L’esprit court sans fin,
comme un électron prisonnier de son orbite,
le travail devient un aimant,
et chaque pensée, un fil invisible qui le rattache.
Le corps se tend, les nuits s’éteignent,
la fatigue devient compagne silencieuse,
et le cœur, oublié, cherche un écho
dans les sourires absents, les instants volés.
L’énergie, qui devrait danser librement,
se concentre en un flux monotone,
comme un rayon lumineux coincé dans un tube,
ne nourrissant ni le jeu, ni la joie, ni l’amour.
La vie s’éparpille dans des chiffres et des tâches,
les émotions s’amplifient : colère, culpabilité, anxiété.
Les relations tremblent sous le poids de l’absence,
et l’âme, silencieuse, murmure : « Reviens à toi. »
Mais il y a un souffle, une vibration invisible,
un rappel que l’existence est plus vaste que le travail.

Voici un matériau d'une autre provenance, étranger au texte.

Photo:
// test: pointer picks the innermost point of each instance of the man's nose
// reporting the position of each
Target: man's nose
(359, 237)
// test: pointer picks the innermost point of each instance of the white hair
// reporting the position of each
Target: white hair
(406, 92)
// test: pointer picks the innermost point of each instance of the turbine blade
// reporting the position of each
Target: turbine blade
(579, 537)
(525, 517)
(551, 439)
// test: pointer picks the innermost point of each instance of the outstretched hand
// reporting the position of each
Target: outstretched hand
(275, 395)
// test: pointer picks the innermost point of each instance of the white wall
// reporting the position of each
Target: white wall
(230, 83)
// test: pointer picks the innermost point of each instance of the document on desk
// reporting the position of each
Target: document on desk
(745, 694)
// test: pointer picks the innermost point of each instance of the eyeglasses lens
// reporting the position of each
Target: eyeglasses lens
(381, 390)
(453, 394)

Respire, sens, reconnecte-toi à l’instant,
la conscience est un champ quantique
où le repos et la joie sont autant de possibles
que la performance ne peut créer.
Réapprendre à être, à recevoir, à sourire,
réparer le flux de l’énergie,
honorer le corps, écouter l’âme,
et transformer l’obsession en présence consciente :
le travail devient alors danse,
et la vie, un équilibre lumineux et entier.